On Certifying and Improving Generalization to Unseen Domains
This work addresses the problem of unreliable evaluation in domain generalization for machine learning practitioners, offering a certification framework to assess and enhance model robustness, though it is incremental as it builds on existing DG methods.
The paper tackles the challenge of evaluating and improving domain generalization (DG) methods, which aim to maintain performance on unseen domains, by showing that benchmark datasets may not reflect real-world variability and proposing a certification framework based on distributionally robust optimization to efficiently certify worst-case performance and a training algorithm to provably improve it, with empirical results demonstrating significant reduction in worst-case loss without major performance drops on benchmarks.

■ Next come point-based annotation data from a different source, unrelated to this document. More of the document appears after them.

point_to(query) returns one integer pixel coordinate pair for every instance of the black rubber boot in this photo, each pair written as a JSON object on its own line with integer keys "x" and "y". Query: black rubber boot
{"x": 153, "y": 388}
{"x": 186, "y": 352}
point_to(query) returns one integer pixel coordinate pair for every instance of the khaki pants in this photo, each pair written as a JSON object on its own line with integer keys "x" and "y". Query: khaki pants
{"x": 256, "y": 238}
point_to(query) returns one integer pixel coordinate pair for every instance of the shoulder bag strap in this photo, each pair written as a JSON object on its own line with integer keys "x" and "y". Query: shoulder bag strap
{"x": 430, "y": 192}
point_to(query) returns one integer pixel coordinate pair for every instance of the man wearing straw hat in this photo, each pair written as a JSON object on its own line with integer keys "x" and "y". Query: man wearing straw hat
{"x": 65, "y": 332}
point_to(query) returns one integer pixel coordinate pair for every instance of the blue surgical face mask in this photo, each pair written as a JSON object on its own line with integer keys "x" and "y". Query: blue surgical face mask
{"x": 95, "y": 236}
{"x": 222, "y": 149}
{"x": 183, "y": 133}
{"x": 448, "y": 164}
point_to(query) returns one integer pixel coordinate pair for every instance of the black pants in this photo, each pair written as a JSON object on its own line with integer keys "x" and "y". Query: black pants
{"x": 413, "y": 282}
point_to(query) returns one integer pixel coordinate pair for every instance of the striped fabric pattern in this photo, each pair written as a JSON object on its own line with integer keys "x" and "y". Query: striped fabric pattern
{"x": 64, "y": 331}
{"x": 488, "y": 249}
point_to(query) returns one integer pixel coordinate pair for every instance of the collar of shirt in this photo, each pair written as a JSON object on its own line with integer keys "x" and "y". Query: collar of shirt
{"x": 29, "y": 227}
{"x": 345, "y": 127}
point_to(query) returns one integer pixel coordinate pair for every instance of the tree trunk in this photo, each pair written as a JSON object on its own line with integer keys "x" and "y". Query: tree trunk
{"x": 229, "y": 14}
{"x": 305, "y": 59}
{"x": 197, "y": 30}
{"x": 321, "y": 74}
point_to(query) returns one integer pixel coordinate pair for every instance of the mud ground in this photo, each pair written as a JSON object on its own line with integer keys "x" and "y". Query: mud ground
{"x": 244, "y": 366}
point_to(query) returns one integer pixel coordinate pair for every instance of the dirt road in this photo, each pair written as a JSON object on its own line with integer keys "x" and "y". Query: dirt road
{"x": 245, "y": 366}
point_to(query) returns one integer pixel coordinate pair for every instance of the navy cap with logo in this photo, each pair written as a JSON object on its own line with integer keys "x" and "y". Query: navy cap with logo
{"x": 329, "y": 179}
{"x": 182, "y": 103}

Domain Generalization (DG) aims to learn models whose performance remains high on unseen domains encountered at test-time by using data from multiple related source domains. Many existing DG algorithms reduce the divergence between source distributions in a representation space to potentially align the unseen domain close to the sources. This is motivated by the analysis that explains generalization to unseen domains using distributional distance (such as the Wasserstein distance) to the sources. However, due to the openness of the DG objective, it is challenging to evaluate DG algorithms comprehensively using a few benchmark datasets. In particular, we demonstrate that the accuracy of the models trained with DG methods varies significantly across unseen domains, generated from popular benchmark datasets. This highlights that the performance of DG methods on a few benchmark datasets may not be representative of their performance on unseen domains in the wild. To overcome this roadblock, we propose a universal certification framework based on distributionally robust optimization (DRO) that can efficiently certify the worst-case performance of any DG method. This enables a data-independent evaluation of a DG method complementary to the empirical evaluations on benchmark datasets. Furthermore, we propose a training algorithm that can be used with any DG method to provably improve their certified performance. Our empirical evaluation demonstrates the effectiveness of our method at significantly improving the worst-case loss (i.e., reducing the risk of failure of these models in the wild) without incurring a significant performance drop on benchmark datasets.